The Common Core State Standards, which were adopted by Rhode Island in 2010, have been discussed and debated across the country and locally as well. Just last Thursday night, the Barrington School Committee listened to testimony from a half-dozen local parents who criticized the new state standards.
Some parents, such as Tad Segal, said he held Barrington educators in the highest regard. He said local teachers and administrators do a great job educating local students, but felt the Common Core State Standards would “handcuff” them. He said the standards were untested and appeared to be a “gamble.”
“I don’t think we’re gambling people,” Mr. Segal added.Other parents, including Laura Larrivee, told school committee members that many states that had initially agreed to implement the new state standards were now reconsidering. Ms. Larrivee listed off some of the states and also told the local school board that the costs associated with implementing the Common Core were unknown.
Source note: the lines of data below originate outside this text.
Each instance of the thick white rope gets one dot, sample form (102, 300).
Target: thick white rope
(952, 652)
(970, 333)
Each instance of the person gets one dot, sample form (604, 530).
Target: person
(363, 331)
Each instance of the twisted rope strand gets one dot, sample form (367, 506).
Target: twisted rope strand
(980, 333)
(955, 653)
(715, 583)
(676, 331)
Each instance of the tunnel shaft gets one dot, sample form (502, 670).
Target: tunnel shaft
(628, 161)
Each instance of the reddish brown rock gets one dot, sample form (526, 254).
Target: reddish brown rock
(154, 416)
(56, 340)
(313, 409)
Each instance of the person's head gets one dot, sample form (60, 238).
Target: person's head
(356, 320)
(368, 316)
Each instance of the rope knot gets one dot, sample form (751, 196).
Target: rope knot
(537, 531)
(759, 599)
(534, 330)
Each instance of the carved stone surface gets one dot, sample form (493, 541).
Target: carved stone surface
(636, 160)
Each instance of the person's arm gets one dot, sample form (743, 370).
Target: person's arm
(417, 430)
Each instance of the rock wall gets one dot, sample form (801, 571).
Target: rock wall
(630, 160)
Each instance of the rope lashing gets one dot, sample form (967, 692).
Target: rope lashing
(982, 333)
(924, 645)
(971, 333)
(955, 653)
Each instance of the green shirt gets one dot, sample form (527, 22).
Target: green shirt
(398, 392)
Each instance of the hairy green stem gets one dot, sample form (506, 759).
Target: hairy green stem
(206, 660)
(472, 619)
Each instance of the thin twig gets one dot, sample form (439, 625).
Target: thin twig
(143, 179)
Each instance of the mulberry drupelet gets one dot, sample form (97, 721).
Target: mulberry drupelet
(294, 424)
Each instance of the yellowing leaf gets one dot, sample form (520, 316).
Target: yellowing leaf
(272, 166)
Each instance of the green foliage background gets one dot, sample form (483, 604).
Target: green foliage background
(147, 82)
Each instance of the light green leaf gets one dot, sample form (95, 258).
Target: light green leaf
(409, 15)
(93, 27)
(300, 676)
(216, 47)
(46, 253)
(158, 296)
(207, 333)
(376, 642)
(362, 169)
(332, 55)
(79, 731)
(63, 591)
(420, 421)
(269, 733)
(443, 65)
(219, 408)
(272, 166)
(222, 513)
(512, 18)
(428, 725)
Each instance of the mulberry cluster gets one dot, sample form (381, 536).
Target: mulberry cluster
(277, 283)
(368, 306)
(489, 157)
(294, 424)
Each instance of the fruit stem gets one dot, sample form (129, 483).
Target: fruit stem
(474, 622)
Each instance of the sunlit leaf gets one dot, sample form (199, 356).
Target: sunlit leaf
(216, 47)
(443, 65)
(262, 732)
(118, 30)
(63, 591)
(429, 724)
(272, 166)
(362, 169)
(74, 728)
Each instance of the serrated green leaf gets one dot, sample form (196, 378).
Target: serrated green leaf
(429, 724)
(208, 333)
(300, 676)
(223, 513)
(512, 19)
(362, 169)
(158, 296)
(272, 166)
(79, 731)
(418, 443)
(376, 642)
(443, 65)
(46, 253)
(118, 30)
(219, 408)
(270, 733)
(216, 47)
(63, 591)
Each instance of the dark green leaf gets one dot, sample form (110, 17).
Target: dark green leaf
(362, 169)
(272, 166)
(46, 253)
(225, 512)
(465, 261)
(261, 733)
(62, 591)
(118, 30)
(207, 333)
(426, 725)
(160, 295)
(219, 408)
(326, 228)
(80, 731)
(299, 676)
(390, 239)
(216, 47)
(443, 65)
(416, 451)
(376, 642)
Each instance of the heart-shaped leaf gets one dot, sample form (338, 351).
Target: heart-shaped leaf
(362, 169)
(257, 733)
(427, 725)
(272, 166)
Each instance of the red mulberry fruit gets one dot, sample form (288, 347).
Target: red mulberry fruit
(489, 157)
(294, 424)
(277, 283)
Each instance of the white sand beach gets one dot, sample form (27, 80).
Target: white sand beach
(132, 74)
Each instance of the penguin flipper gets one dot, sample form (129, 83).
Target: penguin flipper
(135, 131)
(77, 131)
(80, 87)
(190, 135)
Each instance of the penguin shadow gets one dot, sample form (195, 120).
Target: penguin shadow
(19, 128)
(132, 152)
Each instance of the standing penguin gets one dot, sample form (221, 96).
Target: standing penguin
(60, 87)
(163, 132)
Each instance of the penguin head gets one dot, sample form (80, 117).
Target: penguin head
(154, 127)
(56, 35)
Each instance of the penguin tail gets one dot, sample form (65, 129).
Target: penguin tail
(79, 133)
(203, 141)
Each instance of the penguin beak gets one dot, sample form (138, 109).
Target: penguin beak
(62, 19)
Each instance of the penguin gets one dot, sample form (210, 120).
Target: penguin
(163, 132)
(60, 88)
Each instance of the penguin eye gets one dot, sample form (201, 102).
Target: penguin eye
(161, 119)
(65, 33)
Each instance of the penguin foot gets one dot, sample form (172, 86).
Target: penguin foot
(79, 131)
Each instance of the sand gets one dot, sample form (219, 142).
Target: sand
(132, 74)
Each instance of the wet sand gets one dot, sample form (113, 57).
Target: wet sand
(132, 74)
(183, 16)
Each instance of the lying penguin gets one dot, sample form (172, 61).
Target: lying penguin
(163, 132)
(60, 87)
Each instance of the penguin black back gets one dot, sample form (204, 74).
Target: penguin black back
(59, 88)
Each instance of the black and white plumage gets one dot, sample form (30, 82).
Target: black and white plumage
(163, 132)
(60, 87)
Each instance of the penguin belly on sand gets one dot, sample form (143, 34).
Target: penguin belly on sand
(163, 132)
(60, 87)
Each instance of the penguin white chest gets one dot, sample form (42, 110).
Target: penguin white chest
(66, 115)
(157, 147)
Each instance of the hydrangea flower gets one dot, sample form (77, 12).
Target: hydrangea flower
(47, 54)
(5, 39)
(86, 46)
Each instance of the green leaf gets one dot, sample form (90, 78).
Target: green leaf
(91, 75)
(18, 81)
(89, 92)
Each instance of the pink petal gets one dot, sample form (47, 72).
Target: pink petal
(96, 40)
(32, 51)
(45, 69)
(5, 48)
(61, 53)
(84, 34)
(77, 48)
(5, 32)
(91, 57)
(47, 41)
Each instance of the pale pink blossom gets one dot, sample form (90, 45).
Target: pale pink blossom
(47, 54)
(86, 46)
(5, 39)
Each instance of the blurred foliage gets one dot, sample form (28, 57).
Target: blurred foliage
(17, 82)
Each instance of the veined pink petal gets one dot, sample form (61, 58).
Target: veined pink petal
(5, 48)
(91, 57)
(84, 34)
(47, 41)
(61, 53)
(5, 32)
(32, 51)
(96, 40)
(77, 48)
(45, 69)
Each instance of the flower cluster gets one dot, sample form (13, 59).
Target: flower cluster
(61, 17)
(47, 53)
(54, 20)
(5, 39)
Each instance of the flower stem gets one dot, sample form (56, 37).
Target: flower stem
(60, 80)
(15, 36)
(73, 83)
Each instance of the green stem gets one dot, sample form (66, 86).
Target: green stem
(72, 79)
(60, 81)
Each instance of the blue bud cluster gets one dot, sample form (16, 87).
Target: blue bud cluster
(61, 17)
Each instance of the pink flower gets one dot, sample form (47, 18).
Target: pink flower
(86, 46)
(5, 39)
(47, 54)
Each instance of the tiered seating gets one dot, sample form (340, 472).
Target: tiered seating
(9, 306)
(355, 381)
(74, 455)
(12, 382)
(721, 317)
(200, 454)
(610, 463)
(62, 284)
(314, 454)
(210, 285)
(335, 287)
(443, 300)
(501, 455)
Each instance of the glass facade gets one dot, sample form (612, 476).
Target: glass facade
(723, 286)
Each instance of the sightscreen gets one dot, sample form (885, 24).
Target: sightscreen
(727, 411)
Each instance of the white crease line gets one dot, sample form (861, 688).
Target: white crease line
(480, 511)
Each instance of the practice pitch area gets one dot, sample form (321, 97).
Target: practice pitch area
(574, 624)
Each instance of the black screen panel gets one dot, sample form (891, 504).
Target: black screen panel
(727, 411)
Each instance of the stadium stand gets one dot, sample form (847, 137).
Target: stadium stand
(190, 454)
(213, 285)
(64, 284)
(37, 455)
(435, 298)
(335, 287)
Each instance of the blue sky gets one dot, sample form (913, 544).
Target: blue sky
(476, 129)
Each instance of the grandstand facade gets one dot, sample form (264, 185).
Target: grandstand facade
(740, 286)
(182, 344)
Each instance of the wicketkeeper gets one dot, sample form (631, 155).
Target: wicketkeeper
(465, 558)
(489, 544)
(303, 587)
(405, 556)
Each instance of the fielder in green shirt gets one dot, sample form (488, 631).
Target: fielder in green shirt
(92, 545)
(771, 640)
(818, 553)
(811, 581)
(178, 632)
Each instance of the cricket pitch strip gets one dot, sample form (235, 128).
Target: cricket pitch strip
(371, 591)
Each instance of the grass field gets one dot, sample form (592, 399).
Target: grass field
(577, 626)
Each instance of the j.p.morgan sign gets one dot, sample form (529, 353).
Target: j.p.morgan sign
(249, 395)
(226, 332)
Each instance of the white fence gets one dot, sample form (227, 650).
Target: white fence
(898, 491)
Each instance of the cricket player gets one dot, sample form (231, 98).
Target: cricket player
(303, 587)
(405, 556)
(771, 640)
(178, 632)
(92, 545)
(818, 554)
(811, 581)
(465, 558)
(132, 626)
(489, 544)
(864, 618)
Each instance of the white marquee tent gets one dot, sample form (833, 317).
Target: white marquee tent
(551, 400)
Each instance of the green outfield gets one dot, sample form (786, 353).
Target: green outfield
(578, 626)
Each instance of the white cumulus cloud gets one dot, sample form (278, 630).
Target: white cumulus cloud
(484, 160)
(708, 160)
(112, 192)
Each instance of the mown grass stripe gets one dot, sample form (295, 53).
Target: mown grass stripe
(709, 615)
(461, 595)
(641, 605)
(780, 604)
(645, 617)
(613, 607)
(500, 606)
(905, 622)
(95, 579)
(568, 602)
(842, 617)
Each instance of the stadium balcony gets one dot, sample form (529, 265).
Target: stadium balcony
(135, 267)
Barrington School Committee members Patrick Guida, Paula Dominguez, Bob Shea and Kate Brody voiced strong support for the Common Core and how the standards would “raise the bar” for academic achievements here in Barrington and across the country. School committee student representative Timothy Connor agreed and said American students were being out-paced by their peers from other countries.
School committee member Scott Fuller offered lengthy testimony about the problems with the Common Core and quoted numerous education officials who were critical about the standards. Mr. Fuller was the lone member of the school committee who voted against a resolution to reaffirm support for the Common Core.
At the Jan. 28 forum, Mary Ann Snider and Phyllis Lynch from the Rhode Island Department of Education, and “education ambassadors” Pam O’Day and Kristen Sparfven and some Barrington teachers will try to shed light on the Common Core and show people how the standards are being incorporated into local curriculum.
The presentation will start at 7 and be followed by a question-and-answer session.